The summary or introduction to Dr. Ḥassan Muḥammad Wajīh’s text dating to 2005 was written by Cornelis Hulsman. We translated this article into English which was edited by Dr. Ḥassan Wajīh.
Between June 6 and 13 a group of students of the Faculty of Catholic Theology at Aachen University, Germany, visited Egypt, obtaining the support of the Centre for Arab-West Understanding in organizing their program in Egypt that was entirely focused on the role of religion in Egyptian society, including, of course, Muslim-Christian relations. Our NGO asked Dr. Ḥassan Muḥammad Wajīh Ḥassan to meet the students on June 8 and speak about his experiences in Muslim-Christian dialogue.
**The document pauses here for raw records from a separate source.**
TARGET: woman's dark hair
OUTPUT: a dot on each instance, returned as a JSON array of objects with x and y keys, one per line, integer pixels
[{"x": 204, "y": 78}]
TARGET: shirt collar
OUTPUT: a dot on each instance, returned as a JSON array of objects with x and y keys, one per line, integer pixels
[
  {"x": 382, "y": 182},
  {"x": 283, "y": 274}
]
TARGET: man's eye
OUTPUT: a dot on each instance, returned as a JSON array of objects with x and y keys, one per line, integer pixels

Some students asked questions about Muslim-Christian dialogue. Others asked about Dr. Wajīh’s views about a then draft book review of Dutch journalist and Arabist Eildert Mulder about Dominican priest Fr. Dr. Emilio’s Platti’s latest book about the Qur’an. Dr. Wajīh provided Dialogue Across Borders with a commentary about this discussion and added this text he had published in al-Ahram, on April 17, 2005, upon the death of Pope John Paul II who had been the first Catholic Pope ever to visit the Azhar where he has made a tremendously positive impression on Muslim scholars.
In this text, Dr. Wajīh provides a list of points that should be taken into consideration for a fruitful dialogue between Muslims and Christians. These are a selection of points that Dr. Wajīh selected from a Papal document.
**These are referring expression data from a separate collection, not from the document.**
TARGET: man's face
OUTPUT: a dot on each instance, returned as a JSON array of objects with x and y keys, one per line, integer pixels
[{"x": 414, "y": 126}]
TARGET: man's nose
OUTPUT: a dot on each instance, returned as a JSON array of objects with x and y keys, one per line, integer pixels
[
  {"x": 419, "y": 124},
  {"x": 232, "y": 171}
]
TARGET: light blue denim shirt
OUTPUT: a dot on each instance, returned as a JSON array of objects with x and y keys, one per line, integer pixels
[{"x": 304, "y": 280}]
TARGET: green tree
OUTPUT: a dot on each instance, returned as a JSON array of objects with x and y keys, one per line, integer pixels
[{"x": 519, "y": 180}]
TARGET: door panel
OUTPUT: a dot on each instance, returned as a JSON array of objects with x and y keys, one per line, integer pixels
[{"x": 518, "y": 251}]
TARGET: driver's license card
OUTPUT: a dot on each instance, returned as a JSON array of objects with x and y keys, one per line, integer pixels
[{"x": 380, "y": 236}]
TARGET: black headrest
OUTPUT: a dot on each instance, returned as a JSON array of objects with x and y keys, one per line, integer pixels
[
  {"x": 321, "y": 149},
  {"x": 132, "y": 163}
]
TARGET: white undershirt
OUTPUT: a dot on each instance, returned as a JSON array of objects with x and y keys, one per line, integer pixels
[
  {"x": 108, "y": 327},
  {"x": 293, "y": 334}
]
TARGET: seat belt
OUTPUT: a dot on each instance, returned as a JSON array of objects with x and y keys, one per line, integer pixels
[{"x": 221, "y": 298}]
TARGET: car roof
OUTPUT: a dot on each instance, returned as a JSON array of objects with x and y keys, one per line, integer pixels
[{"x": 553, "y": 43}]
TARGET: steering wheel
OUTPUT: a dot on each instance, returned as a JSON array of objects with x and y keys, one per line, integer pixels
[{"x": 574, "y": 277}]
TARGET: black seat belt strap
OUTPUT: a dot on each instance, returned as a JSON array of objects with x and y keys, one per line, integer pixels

In dialogue we must not aim to attract the other to our faith and neither must we teach him how to speak or write, Dr. Ḥassan Wajīh believes, but our view of other believers must be an expression of the best we share in our common existence. We have to work with him through service and assistance.
Key in the discussion is Dr. Ḥassan Wajīh ’s quote from Pope John Paul II:
“It is necessary to warn against a Christian reading of the Holy Qur’an, even if the motive is a sincere interest in rapprochement and encounter.” Because the Muslim reserves the right to interpret the text; and the Christian must understand, in a deep way, why the revealed Book has such a profound effect on the heart and mind of the believer.”
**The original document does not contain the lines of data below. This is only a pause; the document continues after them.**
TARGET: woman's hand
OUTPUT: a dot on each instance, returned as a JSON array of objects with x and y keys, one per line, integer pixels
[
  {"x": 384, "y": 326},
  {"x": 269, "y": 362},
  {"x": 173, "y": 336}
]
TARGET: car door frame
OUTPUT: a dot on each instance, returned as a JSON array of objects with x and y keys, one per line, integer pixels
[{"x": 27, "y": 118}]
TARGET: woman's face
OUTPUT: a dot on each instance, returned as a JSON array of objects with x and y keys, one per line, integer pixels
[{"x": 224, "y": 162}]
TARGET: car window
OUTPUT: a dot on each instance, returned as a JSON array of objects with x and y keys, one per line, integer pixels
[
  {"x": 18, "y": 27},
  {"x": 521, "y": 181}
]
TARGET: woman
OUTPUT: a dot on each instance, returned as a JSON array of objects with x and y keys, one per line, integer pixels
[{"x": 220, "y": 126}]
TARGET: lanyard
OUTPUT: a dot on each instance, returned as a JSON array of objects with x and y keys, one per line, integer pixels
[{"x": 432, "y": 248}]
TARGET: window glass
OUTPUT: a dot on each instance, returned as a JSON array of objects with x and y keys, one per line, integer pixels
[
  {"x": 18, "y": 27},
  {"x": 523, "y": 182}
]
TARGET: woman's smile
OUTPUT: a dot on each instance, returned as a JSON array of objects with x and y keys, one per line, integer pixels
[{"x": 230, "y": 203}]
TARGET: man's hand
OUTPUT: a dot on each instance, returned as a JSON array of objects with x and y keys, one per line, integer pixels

Dialogue Across Borders editor-in-chief Cornelis Hulsman is of the opinion that this position of Pope John Paul II is hard to maintain since neither Muslim nor Western scholars, neither journalists and political activists of all kinds will feel bound by the late Pope’s guidance and beliefs that academic research and debates that aim at truth finding should include their right to interpret the texts they read but never should this result in slander and deliberate misrepresentations as was sadly done in Salman Rushdie’s book The Satanic Verses. Hulsman explained his position in a commentary following Dr. Ḥassan Wajīh ’s response to the Aachen University students.